COURSE #: ME 330

COURSE TITLE: Thermal and Fluid Sciences II

TERMS OFFERED: Fall, Winter

PREREQUISITES: ME 230: Thermal and Fluid Sciences I;
ME 240: Intorduction to Dynamics and Vibrations; MA 216: Introduction to Differential Equations.

TEXTBOOKS/REQUIRED MATERIAL:

A Brief Introduction to Fluid Mechanics by Young, Munson, and Okiishi.

COGNIZANT FACULTY: V. Sick

DATE OF PREPARATION: 10/23/00

COURSE LEADER(S): V. Sick

SCIENCE/DESIGN:

CATALOG DESCRIPTION: Fluid statics. Control volume analysis: mass, momentum, energy. Bernoulli equation. Dimensional analysis; similarity in fluid dynamics and convective heat transfer. Simple viscous flows with heat transfer. Internal and external flows with heat transfer; boundary layers, skin friction, heat transfer coefficient, heat exchangers, lift, drag, correlations, introduction to computational approaches.

COURSE TOPICS:

1. Fluid concepts, properties, and statics.
2. Control volume analysis.
3. Bernoulli equation.
4. Similarity and dimensional analysis.
5. Internal flows with and without heat transfer.
6. Heat transfer and friction coefficients.
7. Boundary layer concepts.
8. External flows with and without heat transfer.
9. Applications to environmental concerns.

Optional topics:

10. Heat exchangers.
11. Free convection & boiling.
12. Introduction to CFD software.

COURSE OBJECTIVES*

(numbers shown in brackets are links to department educational outcomes)

1. To make students familiar with fundamental fluid flow concepts: flowlines, density, viscosity, pressure, shear stress, buoyancy, free and forced convection, laminar and turbulent flow [1, 3, 5, 9].
2. To teach how force is transferred in fluid statics [1, 3, 5].
3. To teach conservation of momentum with a control volume and revisit the use of the control volume formulation of the conservation laws for mass and energy [1, 3, 5, 9, 12].
4. To teach the origins and limitations of the common form of the steady Bernoulli equation [1, 3, 5].
5. To teach the importance and techniques of similarity and dimensional analysis in the study of fluid flow and convective heat transfer [1, 3, 5, 9].
6. To teach the importance of boundary layer phenomena in flows of practical interest [1, 3, 5, 9].
7. To teach evaluation of processes involving natural and forced convective heat transfer [1, 3, 5, 9].
8. To teach the relation of thermal and fluid sciences to environmental concerns [1, 5, 6, 8, 10].

COURSE

OUTCOMES*

(numbers shown in brackets are links to course objectives)

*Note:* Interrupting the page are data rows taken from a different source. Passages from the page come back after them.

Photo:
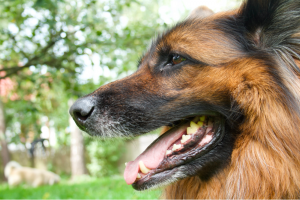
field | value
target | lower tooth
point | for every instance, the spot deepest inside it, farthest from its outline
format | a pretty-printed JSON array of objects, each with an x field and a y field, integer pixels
[
  {"x": 185, "y": 138},
  {"x": 168, "y": 152},
  {"x": 143, "y": 168},
  {"x": 202, "y": 118},
  {"x": 175, "y": 147}
]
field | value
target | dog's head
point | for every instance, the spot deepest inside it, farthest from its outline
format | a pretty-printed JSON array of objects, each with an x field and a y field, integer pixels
[{"x": 215, "y": 81}]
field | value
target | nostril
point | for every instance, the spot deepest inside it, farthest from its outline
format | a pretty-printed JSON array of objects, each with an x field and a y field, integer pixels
[
  {"x": 82, "y": 109},
  {"x": 83, "y": 115}
]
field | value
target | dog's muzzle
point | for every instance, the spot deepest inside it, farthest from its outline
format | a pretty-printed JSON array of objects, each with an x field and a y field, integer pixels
[{"x": 82, "y": 110}]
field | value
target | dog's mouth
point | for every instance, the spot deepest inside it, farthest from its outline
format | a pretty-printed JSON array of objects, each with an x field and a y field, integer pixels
[{"x": 182, "y": 144}]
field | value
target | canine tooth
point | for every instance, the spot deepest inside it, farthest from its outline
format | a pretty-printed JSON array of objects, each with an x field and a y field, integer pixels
[
  {"x": 175, "y": 147},
  {"x": 194, "y": 125},
  {"x": 210, "y": 124},
  {"x": 143, "y": 168},
  {"x": 185, "y": 138},
  {"x": 200, "y": 123},
  {"x": 202, "y": 118},
  {"x": 191, "y": 130}
]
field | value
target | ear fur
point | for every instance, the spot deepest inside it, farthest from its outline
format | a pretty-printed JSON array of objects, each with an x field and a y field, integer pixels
[{"x": 200, "y": 12}]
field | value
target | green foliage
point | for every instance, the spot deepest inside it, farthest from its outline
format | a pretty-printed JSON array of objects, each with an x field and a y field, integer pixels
[
  {"x": 47, "y": 46},
  {"x": 104, "y": 156},
  {"x": 104, "y": 188}
]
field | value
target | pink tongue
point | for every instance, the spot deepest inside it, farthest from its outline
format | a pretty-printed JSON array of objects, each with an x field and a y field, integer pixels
[{"x": 154, "y": 154}]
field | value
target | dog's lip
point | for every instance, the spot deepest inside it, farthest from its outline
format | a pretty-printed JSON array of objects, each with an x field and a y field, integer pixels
[{"x": 161, "y": 173}]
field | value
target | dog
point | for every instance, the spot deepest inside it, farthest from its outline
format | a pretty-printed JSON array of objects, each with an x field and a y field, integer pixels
[
  {"x": 16, "y": 174},
  {"x": 228, "y": 87}
]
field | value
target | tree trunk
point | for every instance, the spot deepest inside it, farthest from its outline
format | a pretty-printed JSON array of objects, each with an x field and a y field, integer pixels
[
  {"x": 78, "y": 166},
  {"x": 4, "y": 150}
]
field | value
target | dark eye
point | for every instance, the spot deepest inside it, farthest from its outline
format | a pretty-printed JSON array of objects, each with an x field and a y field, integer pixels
[{"x": 176, "y": 59}]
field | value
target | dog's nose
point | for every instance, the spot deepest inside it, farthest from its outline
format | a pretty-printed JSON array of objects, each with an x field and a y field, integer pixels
[{"x": 82, "y": 109}]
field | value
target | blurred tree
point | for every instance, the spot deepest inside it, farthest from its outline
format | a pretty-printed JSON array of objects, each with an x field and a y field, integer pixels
[
  {"x": 56, "y": 50},
  {"x": 4, "y": 150}
]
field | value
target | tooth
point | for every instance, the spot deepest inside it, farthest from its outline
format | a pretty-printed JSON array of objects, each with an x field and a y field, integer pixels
[
  {"x": 191, "y": 130},
  {"x": 210, "y": 124},
  {"x": 143, "y": 168},
  {"x": 168, "y": 152},
  {"x": 194, "y": 125},
  {"x": 175, "y": 147},
  {"x": 202, "y": 118},
  {"x": 200, "y": 123},
  {"x": 185, "y": 138}
]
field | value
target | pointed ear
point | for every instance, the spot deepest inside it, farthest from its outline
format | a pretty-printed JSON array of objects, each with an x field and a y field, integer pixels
[
  {"x": 200, "y": 12},
  {"x": 270, "y": 23}
]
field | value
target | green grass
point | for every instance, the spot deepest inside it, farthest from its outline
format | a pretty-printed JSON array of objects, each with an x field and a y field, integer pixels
[{"x": 105, "y": 188}]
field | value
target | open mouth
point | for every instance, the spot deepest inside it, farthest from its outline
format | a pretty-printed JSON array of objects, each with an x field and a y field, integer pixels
[{"x": 179, "y": 146}]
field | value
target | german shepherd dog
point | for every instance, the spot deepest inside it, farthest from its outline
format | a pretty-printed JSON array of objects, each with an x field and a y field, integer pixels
[{"x": 228, "y": 87}]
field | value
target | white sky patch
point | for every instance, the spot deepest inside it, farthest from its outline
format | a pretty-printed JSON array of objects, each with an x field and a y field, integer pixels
[{"x": 170, "y": 13}]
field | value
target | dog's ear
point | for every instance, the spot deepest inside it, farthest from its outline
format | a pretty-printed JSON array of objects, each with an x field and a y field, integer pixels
[
  {"x": 270, "y": 23},
  {"x": 200, "y": 12}
]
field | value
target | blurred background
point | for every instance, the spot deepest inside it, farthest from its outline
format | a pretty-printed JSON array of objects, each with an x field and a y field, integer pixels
[{"x": 55, "y": 51}]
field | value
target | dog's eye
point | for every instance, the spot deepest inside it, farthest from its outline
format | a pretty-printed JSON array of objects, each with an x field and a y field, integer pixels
[{"x": 176, "y": 59}]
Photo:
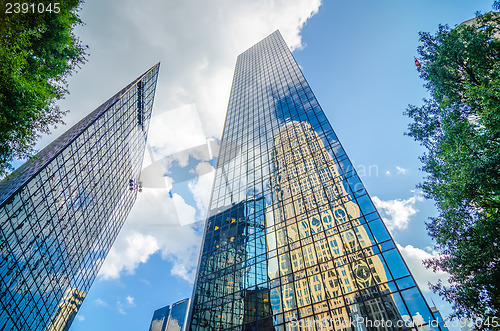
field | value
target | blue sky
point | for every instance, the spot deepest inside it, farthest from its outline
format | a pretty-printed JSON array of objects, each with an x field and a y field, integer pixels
[{"x": 358, "y": 58}]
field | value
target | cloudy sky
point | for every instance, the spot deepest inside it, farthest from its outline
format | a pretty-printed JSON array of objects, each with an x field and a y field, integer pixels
[{"x": 358, "y": 58}]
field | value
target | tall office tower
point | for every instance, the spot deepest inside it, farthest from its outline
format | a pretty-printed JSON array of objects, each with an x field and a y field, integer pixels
[
  {"x": 171, "y": 318},
  {"x": 61, "y": 211},
  {"x": 292, "y": 238}
]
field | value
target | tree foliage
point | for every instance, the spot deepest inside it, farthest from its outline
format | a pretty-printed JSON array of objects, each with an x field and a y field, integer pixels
[
  {"x": 460, "y": 127},
  {"x": 37, "y": 53}
]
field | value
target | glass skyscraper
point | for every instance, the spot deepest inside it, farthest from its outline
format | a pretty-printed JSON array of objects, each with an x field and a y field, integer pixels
[
  {"x": 292, "y": 239},
  {"x": 61, "y": 211},
  {"x": 171, "y": 318}
]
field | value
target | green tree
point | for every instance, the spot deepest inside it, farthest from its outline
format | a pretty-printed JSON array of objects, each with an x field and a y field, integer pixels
[
  {"x": 459, "y": 125},
  {"x": 38, "y": 51}
]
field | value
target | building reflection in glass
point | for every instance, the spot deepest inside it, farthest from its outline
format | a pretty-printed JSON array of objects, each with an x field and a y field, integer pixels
[
  {"x": 292, "y": 236},
  {"x": 61, "y": 211}
]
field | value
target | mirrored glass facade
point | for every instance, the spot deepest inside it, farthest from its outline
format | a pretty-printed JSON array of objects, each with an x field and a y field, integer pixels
[
  {"x": 61, "y": 211},
  {"x": 171, "y": 318},
  {"x": 292, "y": 239}
]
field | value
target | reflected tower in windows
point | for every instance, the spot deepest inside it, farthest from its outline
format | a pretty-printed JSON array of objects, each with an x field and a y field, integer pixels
[
  {"x": 292, "y": 238},
  {"x": 61, "y": 211}
]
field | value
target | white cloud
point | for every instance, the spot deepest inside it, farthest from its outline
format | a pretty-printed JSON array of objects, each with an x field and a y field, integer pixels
[
  {"x": 154, "y": 225},
  {"x": 126, "y": 254},
  {"x": 396, "y": 213},
  {"x": 119, "y": 307},
  {"x": 100, "y": 303},
  {"x": 401, "y": 171},
  {"x": 201, "y": 187},
  {"x": 414, "y": 256}
]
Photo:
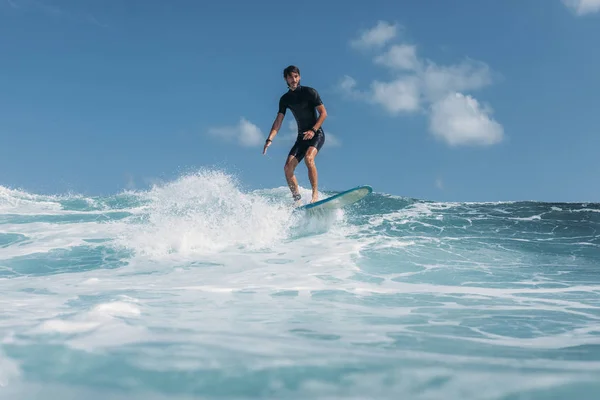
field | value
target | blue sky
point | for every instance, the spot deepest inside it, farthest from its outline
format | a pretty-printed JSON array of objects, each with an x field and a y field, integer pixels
[{"x": 448, "y": 101}]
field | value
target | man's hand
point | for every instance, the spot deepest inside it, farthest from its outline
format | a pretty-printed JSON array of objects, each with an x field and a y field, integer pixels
[
  {"x": 308, "y": 135},
  {"x": 267, "y": 144}
]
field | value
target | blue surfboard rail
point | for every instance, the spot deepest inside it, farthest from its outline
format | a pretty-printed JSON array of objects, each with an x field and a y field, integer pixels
[{"x": 341, "y": 199}]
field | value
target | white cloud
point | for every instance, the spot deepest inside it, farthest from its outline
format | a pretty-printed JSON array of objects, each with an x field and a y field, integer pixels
[
  {"x": 397, "y": 96},
  {"x": 583, "y": 7},
  {"x": 244, "y": 133},
  {"x": 438, "y": 81},
  {"x": 423, "y": 85},
  {"x": 399, "y": 57},
  {"x": 376, "y": 37},
  {"x": 459, "y": 119}
]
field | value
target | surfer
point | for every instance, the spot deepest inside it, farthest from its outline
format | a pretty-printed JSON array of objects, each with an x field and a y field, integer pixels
[{"x": 304, "y": 102}]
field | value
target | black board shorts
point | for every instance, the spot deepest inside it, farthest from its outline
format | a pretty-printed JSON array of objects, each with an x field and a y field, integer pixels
[{"x": 301, "y": 146}]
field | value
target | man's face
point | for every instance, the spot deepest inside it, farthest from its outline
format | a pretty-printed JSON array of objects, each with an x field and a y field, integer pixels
[{"x": 293, "y": 80}]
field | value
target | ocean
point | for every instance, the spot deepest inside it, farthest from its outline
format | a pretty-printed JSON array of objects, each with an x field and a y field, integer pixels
[{"x": 200, "y": 289}]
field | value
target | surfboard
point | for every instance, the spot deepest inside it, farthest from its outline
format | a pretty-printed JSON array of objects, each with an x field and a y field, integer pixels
[{"x": 338, "y": 200}]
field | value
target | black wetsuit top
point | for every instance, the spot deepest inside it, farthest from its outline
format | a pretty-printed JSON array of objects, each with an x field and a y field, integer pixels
[{"x": 303, "y": 102}]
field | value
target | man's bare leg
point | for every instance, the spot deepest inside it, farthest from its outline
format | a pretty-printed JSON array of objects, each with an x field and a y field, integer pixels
[
  {"x": 309, "y": 159},
  {"x": 289, "y": 168}
]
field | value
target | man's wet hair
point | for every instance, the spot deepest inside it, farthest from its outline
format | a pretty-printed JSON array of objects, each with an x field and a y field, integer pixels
[{"x": 289, "y": 70}]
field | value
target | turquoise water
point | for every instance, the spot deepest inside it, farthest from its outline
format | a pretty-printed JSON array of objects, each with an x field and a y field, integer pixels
[{"x": 198, "y": 289}]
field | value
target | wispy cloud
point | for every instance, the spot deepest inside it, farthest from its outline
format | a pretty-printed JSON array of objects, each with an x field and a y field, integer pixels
[
  {"x": 421, "y": 85},
  {"x": 459, "y": 119},
  {"x": 582, "y": 7},
  {"x": 245, "y": 133},
  {"x": 375, "y": 37}
]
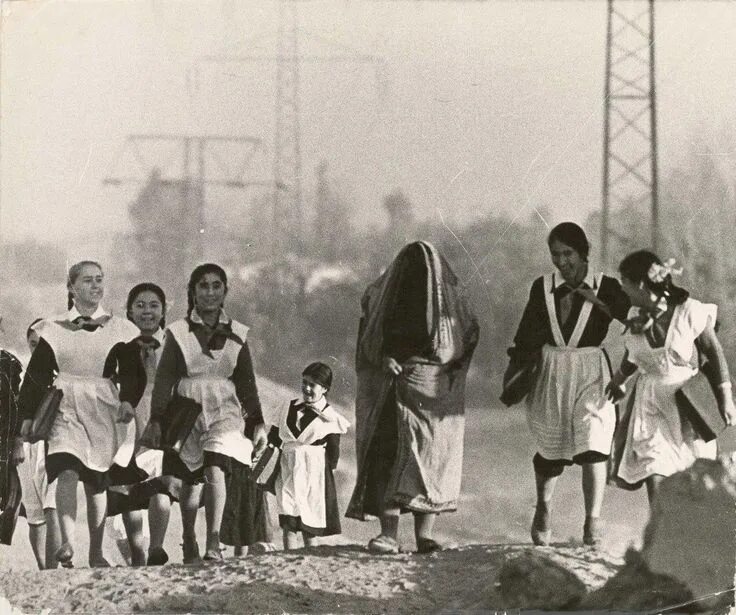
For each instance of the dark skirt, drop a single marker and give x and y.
(57, 463)
(246, 518)
(382, 458)
(332, 513)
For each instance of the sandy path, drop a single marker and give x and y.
(338, 579)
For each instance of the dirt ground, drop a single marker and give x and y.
(327, 579)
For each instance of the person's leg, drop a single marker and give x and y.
(66, 508)
(189, 505)
(594, 486)
(133, 522)
(309, 539)
(53, 537)
(96, 512)
(214, 506)
(291, 540)
(653, 483)
(37, 538)
(159, 513)
(546, 473)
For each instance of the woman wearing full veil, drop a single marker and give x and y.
(415, 341)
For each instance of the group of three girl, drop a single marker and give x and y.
(570, 403)
(118, 377)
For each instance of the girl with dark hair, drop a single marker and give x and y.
(39, 497)
(562, 328)
(93, 427)
(206, 359)
(416, 338)
(667, 334)
(142, 485)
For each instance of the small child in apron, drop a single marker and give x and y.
(308, 433)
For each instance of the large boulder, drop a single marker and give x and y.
(689, 555)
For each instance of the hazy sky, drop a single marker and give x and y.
(475, 107)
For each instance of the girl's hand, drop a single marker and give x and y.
(18, 453)
(615, 392)
(126, 412)
(151, 437)
(729, 410)
(391, 366)
(260, 439)
(25, 429)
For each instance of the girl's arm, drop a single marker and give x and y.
(710, 346)
(39, 376)
(171, 368)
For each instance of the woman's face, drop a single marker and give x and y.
(209, 293)
(312, 390)
(568, 261)
(147, 311)
(89, 287)
(33, 340)
(636, 292)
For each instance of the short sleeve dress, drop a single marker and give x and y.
(657, 441)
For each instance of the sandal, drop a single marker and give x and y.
(213, 555)
(190, 551)
(157, 556)
(541, 533)
(593, 532)
(384, 545)
(64, 555)
(428, 545)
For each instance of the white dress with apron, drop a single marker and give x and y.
(219, 429)
(300, 486)
(567, 410)
(86, 425)
(657, 442)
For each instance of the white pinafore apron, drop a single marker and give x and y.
(300, 486)
(657, 441)
(86, 425)
(219, 429)
(567, 411)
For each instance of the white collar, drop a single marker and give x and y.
(319, 405)
(195, 317)
(558, 280)
(74, 313)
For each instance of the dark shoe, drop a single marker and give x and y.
(541, 532)
(64, 555)
(191, 552)
(384, 545)
(593, 532)
(213, 555)
(157, 557)
(427, 545)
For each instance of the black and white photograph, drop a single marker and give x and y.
(367, 306)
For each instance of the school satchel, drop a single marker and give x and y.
(181, 414)
(45, 415)
(267, 467)
(697, 402)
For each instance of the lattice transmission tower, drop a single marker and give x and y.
(630, 120)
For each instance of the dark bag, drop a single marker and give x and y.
(697, 403)
(267, 468)
(181, 415)
(519, 382)
(45, 415)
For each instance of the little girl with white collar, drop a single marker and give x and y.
(308, 433)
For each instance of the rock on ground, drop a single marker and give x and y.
(337, 579)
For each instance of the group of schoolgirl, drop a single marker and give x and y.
(124, 383)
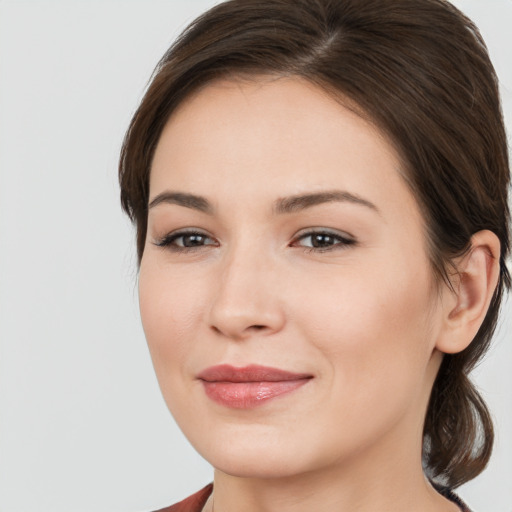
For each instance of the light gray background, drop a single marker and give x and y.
(83, 426)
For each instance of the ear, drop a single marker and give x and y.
(465, 308)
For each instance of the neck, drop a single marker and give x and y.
(380, 479)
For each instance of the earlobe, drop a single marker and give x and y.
(476, 281)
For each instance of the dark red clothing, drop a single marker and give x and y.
(196, 502)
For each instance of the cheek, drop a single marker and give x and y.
(169, 310)
(373, 328)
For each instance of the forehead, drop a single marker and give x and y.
(274, 136)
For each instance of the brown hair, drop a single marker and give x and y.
(419, 70)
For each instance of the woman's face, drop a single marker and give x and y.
(285, 289)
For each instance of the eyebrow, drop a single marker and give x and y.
(183, 199)
(300, 202)
(283, 205)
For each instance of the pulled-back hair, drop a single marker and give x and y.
(420, 71)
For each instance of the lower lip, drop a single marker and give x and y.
(246, 395)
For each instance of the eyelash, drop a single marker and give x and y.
(168, 241)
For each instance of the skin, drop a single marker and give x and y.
(362, 316)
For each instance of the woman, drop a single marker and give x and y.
(320, 194)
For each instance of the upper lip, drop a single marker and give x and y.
(251, 373)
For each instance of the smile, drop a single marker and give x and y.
(249, 386)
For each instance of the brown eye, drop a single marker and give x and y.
(185, 240)
(324, 240)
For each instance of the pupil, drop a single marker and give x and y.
(193, 240)
(322, 240)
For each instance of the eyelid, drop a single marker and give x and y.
(344, 239)
(167, 240)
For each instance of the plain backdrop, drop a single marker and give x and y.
(83, 426)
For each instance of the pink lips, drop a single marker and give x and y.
(249, 386)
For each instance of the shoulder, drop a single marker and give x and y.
(194, 503)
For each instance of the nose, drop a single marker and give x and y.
(247, 299)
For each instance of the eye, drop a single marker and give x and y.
(323, 240)
(185, 240)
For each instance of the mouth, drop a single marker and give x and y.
(249, 386)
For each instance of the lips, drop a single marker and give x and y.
(249, 386)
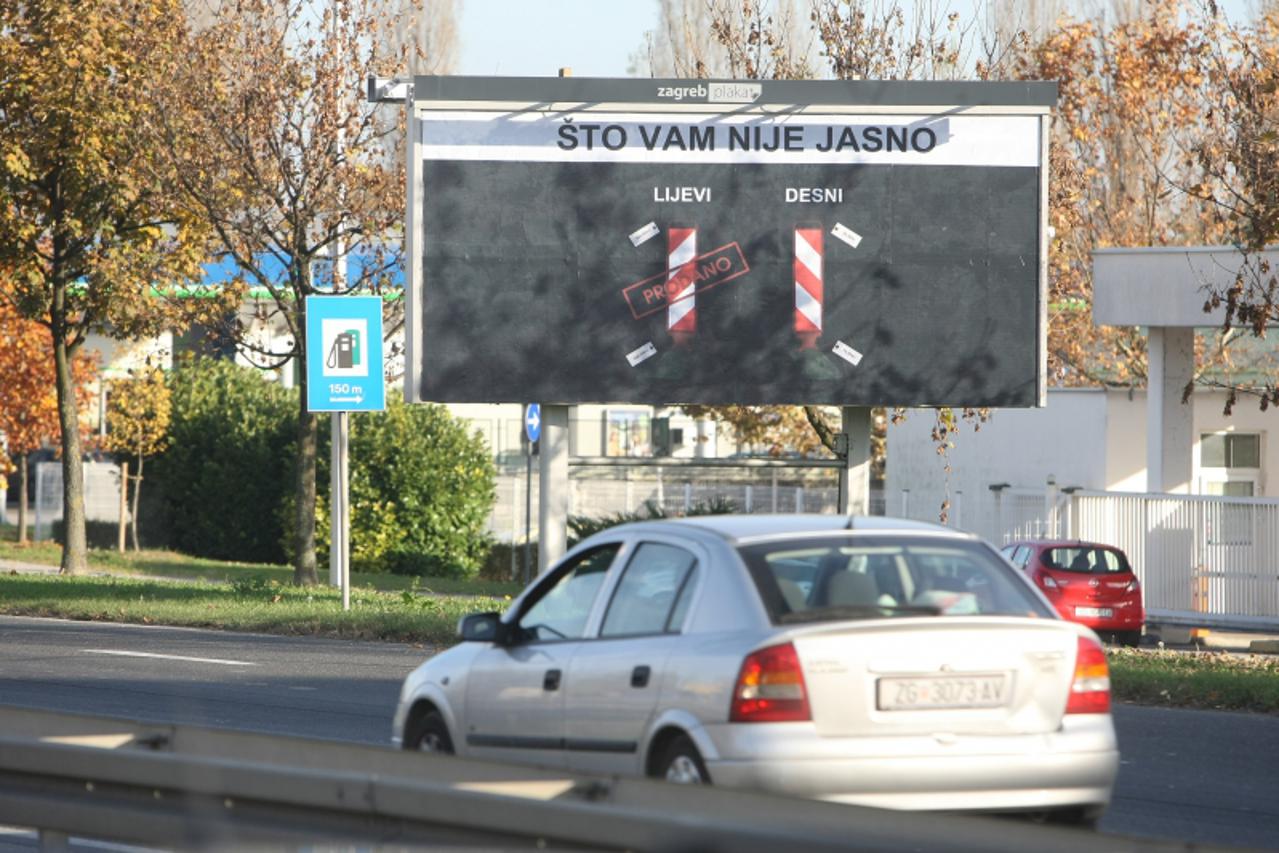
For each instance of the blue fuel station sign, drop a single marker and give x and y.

1. Evaluate the magnitude and direction of hydrostatic forces on planar and simple curved surfaces [1, 2].
2. Given a complete set of steady or unsteady boundary conditions, construct an appropriate control volume and apply the conversation laws in both stationary and moving reference frames [1, 2, 3, 4].
3. Given a fluid flow situation, know when appropriate to use ideal flow concepts and how to properly employ the Bernoulli equation to determine flow speeds or pressures [1, 3, 4].
4. Ability to determine and evaluate the dimensionless groups and their likely functional relationship from a given list of parameters for combined heat-transfer fluid flow situations [1, 5].
5. For simple pipe systems given the geometry, flow rate and thermal boundary conditions, determine the necessary driving pressure, pumping power, local fluid temperature, and heat transfer rate [1, 3, 5, 7].
6. For external flow around simple objects and through heat exchangers given the geometry, flow rate and thermal boundary conditions; compute the heat transfer rate and surface temperature [1, 3, 5, 6, 7].
7. Compute the required power input needed to achieve a specified steady-state speed for a self-propelled object based on an evaluation of aerodynamic forces [1, 3, 4, 5, 6].
8. An understanding of how thermal and fluid sciences impact environmental concerns [8].

ASSESSMENT TOOLS

1. Regular homework problems.
2. Exams.